The Pivotal Role of the Dysregulation of Cholesterol Homeostasis in Cancer: Implications for Therapeutic Targets

Abstract

Cholesterol plays an important role in cellular homeostasis by maintaining the rigidity of cell membranes, providing a medium for signaling transduction, and being converted into other vital macromolecules, such as sterol hormones and bile acids. Epidemiological studies have shown the correlation between cholesterol content and cancer incidence worldwide. Accumulating evidence has shown the emerging roles of the dysregulation of cholesterol metabolism in cancer development. More specifically, recent reports have shown the distinct role of cholesterol in the suppression of immune cells, regulation of cell survival, and modulation of cancer stem cells in cancer. Here, we provide a comprehensive review of the epidemiological analysis, functional roles, and mechanistic action of cholesterol homeostasis in regard to its contribution to cancer development. Based on the existing data, cholesterol homeostasis is identified to be a new key player in cancer pathogenesis. Lastly, we also discuss the therapeutic implications of natural compounds and cholesterol-lowering drugs in cancer prevention and treatment. In conclusion, intervention in cholesterol metabolism may offer a new therapeutic avenue for cancer treatment.
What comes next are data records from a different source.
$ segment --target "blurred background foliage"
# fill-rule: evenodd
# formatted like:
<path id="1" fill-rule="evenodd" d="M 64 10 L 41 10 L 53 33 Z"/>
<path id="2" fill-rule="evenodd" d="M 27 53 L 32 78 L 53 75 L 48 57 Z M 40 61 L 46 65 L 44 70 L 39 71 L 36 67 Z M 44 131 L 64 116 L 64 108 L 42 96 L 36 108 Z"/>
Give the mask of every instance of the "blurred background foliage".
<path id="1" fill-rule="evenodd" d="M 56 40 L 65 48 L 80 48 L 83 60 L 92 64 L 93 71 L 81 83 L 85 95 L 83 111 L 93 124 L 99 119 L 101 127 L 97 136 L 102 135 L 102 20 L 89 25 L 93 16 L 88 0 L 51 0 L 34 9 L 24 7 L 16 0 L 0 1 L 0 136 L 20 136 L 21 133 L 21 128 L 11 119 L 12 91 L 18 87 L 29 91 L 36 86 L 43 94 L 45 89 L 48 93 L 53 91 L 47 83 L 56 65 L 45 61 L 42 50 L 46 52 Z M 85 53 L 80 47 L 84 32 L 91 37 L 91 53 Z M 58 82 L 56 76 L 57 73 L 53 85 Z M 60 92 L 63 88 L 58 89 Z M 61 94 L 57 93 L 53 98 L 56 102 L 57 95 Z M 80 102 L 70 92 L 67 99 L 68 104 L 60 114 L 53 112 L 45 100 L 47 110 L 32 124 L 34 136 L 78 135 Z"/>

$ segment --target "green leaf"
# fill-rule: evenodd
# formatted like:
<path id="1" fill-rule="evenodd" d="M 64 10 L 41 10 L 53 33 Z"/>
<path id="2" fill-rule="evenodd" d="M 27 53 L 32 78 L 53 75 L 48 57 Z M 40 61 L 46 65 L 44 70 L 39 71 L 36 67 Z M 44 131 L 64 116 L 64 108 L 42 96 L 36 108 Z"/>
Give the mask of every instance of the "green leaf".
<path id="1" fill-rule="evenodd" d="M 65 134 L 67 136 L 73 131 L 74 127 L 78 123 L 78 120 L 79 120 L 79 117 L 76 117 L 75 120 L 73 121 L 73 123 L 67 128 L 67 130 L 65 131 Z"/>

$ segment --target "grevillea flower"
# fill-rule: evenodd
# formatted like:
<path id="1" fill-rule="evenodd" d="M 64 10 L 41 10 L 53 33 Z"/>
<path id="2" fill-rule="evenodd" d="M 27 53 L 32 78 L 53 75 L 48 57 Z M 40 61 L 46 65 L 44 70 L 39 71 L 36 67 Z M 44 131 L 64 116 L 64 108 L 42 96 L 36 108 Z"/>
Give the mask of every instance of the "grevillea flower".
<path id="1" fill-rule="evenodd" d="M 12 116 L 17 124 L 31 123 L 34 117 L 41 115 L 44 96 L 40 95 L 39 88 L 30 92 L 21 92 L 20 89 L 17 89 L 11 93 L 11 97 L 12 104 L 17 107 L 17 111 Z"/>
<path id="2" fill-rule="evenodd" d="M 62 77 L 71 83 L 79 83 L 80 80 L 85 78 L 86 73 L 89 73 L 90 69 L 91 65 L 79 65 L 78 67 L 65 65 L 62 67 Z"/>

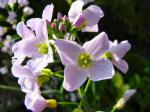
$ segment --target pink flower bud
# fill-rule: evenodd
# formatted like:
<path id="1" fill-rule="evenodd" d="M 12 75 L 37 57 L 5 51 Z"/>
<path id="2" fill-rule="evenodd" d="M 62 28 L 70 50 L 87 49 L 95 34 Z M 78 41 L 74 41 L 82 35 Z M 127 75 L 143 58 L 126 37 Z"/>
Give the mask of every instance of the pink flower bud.
<path id="1" fill-rule="evenodd" d="M 69 21 L 69 18 L 66 15 L 64 15 L 63 20 L 64 21 Z"/>
<path id="2" fill-rule="evenodd" d="M 52 27 L 53 29 L 56 29 L 56 22 L 52 22 L 51 27 Z"/>
<path id="3" fill-rule="evenodd" d="M 59 30 L 60 31 L 66 30 L 66 27 L 65 27 L 65 25 L 63 23 L 59 24 Z"/>
<path id="4" fill-rule="evenodd" d="M 77 28 L 81 28 L 84 25 L 85 18 L 83 15 L 79 15 L 76 20 L 73 22 L 73 25 Z"/>

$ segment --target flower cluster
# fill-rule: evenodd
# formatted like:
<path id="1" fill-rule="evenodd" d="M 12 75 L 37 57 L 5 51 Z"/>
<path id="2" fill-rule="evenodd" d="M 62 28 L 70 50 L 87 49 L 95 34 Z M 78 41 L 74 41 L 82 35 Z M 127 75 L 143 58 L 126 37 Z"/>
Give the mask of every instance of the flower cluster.
<path id="1" fill-rule="evenodd" d="M 28 0 L 0 0 L 0 53 L 8 55 L 10 59 L 12 46 L 19 39 L 16 35 L 16 24 L 33 13 L 33 9 L 28 5 Z M 20 11 L 22 14 L 19 14 Z M 0 73 L 7 74 L 10 65 L 11 62 L 4 59 L 0 65 Z"/>
<path id="2" fill-rule="evenodd" d="M 44 68 L 55 62 L 55 53 L 65 66 L 63 87 L 67 91 L 78 89 L 87 79 L 111 79 L 115 74 L 114 66 L 123 73 L 128 71 L 128 64 L 123 59 L 131 48 L 127 40 L 112 42 L 105 32 L 101 32 L 83 45 L 76 42 L 78 31 L 98 32 L 98 22 L 104 16 L 96 5 L 83 9 L 86 3 L 86 0 L 73 2 L 68 16 L 58 12 L 56 19 L 52 17 L 54 5 L 50 4 L 43 10 L 41 18 L 17 24 L 17 34 L 22 39 L 12 48 L 12 73 L 26 93 L 27 109 L 41 112 L 46 107 L 57 107 L 54 99 L 46 100 L 40 92 L 40 77 Z"/>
Keywords: cancer; cancer stem cells; cholesterol esters; cholesterol homeostasis; cholesterol-lowering drugs; immunotherapy; lipoproteins; oxysterols; statins.

Figure 1

Cholesterol metabolism and key oncogenic pathways related to cancer development. (a) Cholesterol de novo biosynthesis. Starting from three molecules of acetyl-coenzyme A (CoA), cholesterol is synthesized in more than 20 enzymatic steps, whereas 3-hydroxy-3-methylglutaryl-CoA reductase (HMGCR) and squalene epoxidase (SQLE) act as rate-limiting enzymes. (b) Systematic diagram showing the cholesterol metabolism in relation to key oncogenic molecular pathways. Sterol-regulatory element binding protein 2 (SREBP2) regulates the transcriptional activity of cholesterol biosynthesis genes, low density lipoprotein receptor (LDLR)-mediated cholesterol influx, and Nod-like receptor protein 3 (NLRP3) inflammasome-associated inflammation. Embedded in SREBP2 gene, microRNA (miRNA)-33 can positively regulate SREBP2 expression. The over-activated cholesterol biosynthesis contributes to uncontrolled cell growth. Overexpressed proprotein-convertase-subtilisin-kexin type-9 (PCSK9) facilities the lysosomal degradation of LDLR, induces hypercholesterolemia, and eventually leads to the development of hepatocellular carcinoma. Excess cholesterol is exported via ATP-binding cassette (ABC) subfamily A member 1 (ABCA1) under liver X receptor (LXR) activation. However, in cancercells, ABCA1 is prohibited by the phosphoinositide 3-kinase (PI3K)/protein kinase B (Akt)/mammalian target of rapamycin complex 1 (mTORC1) pathway. The overall retention of intracellular cholesterol facilitates acyl-CoA:cholesteryl acyltransferase 1 (ACAT1), converting cholesterol into cholesteryl esters, leading to the development of different types of cancer. ABCA1 can also be inhibited by miRNA-27 and miRNA-183. TP53-mediated SREBP2 activation increases the production of farnesyl pyrophosphate (FPP) and geranylgeranyl pyrophosphate (GGPP) in the mevalonate pathway, resulting in prenylation of small Ras family GTPases and their downstream effectors. An increased SQLE level under high nuclear SREBP2 (nSREBP2) induction inhibits phosphatase and tensin homolog (PTEN) activity and sequentially allows the PI3K/Akt/mTORC1 signaling cascade. Lastly, cholesterol or its oxidative derivatives activate Smoothened receptor (SMO) in the sonic hedgehog (SHH) pathway. The overall alterations in these pathways increase the proliferation rate and the migration and invasion capacities, allow cell survival, and induce tumor formation.